Google today dedicates a beautiful doodle to Laudelina de Campos Melo, an Afro-Brazilian activist, rich organizer and community worker. She turns 116 today.
Laudelina de Campos Melo was born on October 12, 1904 in Poços de Caldas, Minas Gerais, Brazil to Sidônia and Marco Aurélio. Her mother was a domestic worker and her father worked as a lumberjack. Her parents had been born to slaves, but under the terms of the Rio Branco Law, which passed in 1871, they were granted their freedom at birth, though their parents remained in bondage.
Laudelina de Campos Melo quit her school after losing her father in a tree-felling accident to care for her five younger siblings so that her mother could work full time in a hotel. She worked in various black cultural organizations to improve her community even when she was a teenager. In the process, she witnessed firsthand the racism, poor working conditions, and exploitation faced by so many workers, including her own mother — an experience that inspired her fight for change.
In 1920, Laudelina de Campos Melo was elected president of a cultural group, Clube 13 de Maio, which focused on political activism and recreational activities. She married a stone mason, Henrique Geremias in 1924. He was from Rio de Janeiro. She became politically active, joining the Communist Party of Brazil, the Frente Negra Brasileira (Black Brazilian Front), and the black cultural organization Saudades de Campinas. They remained in São Paulo, where their two children were born, until 1932, when they relocated to Santos.
Laudelina de Campos Melo’s activism focused on reducing racial prejudice and undervaluing the labor of working women. Around 1936, she founded the Associação Beneficente das Domésticas de Santos (Santos Domestic Laborers' Association). By uniting workers in the organization, she hoped it would be a platform to improve their education on legal issues effecting them, as well as a vehicle to build a shared awareness and solidarity among women domestic workers to fight for their rights.
In 1961, Laudelina de Campos Melo founded the Associação dos Empregados Domésticos de Campinas (Association of Campinas' Domestic Laborers) to support literacy training and unionize domestic workers. She partnered with politicians like Francisco Amaral and with the progressive wing of the Catholic Church to continue pressing for the rights of domestic workers. However, she left the Association in 1968 due to conflicts within it. In 1972, domestic workers were granted the right to Social Security and yearly paid holidays.
In 1982, Laudelina de Campos Melo was called back to the Association of Domestic Workers. She helped restructure the association into an official union in 1988, under the new name of the Sindicato dos Trabalhadores Domésticos de Campinas (Union of Domestic Workers).
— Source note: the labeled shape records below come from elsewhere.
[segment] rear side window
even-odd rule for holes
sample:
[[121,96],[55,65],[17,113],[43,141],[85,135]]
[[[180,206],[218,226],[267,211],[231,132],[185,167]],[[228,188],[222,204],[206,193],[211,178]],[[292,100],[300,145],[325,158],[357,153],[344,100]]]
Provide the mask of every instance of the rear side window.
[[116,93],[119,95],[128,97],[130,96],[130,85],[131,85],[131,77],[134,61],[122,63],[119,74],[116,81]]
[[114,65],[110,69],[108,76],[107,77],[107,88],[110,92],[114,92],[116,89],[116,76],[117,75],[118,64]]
In 2015, Melo’s movement for justice achieved another victory: when the Brazilian government passed legislation to extend labor rights to domestic workers. She is recognized as the founder of the first domestic workers' union in Brazil and a pioneer in bringing awareness to and rights protections for domestic workers in the country. She died on 22 May 1991 in Campinas and donated her home to be used as the headquarters of the Sindicato dos Trabalhadores Domésticos.